您的位置：首页 > 编程语言 > Python开发

Python问题列表

2017-09-15 22:11 162 查看

目录

Q 如何判断一个对象是否是可迭代的

Q 如何判断一个对象是否是Iterator对象

Q 如何把list等非Iterator对象变成Iterator对象

Q字符串数据预处理

Topic 路径相关操作
Q 将目录和文件名连接成一个绝对路径

Q把路径分割成两部分一部分目录另外一部分最后一个级别的目录和文件名

Q 如何抽取文件的扩展名

Topic 文件
Q 如何删除文件

Q如何写文件

Q 如何读一个小文件内存可以放下

Q如何读一个大文件内存放不下

Q 使用cPickle将python对象以二进制形式存储到本地

Q 使用Keras把文本的中单词都抽取出来并做成词典

Q对列表中元素进行数学运算

Q如何区分类属性实例属性并取出类或实例属性的值设置类或实例属性的值

Topic时间的统计
Q输出两个时间的时间差

Topic有哪些python的参考书籍

参考资料

Q: 如何判断一个对象是否是可迭代的？

原理

一个可迭代对象的类型是Iterable.

使用isinstance(objectName, Iterable)可判断。
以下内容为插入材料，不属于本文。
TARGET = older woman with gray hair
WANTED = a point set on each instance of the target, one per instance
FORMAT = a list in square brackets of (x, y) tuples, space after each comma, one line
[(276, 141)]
如果isinstance(objectName)返回True，表明对象是可迭代的

否则是不可迭代的。

Q: 如何判断一个对象是否是Iterator对象？

原理

使用isinstance(objectName, Iterable)可判断。如果isinstance(objectName, Iterator)返回True，表明对象是Iterator对象; 否则不是。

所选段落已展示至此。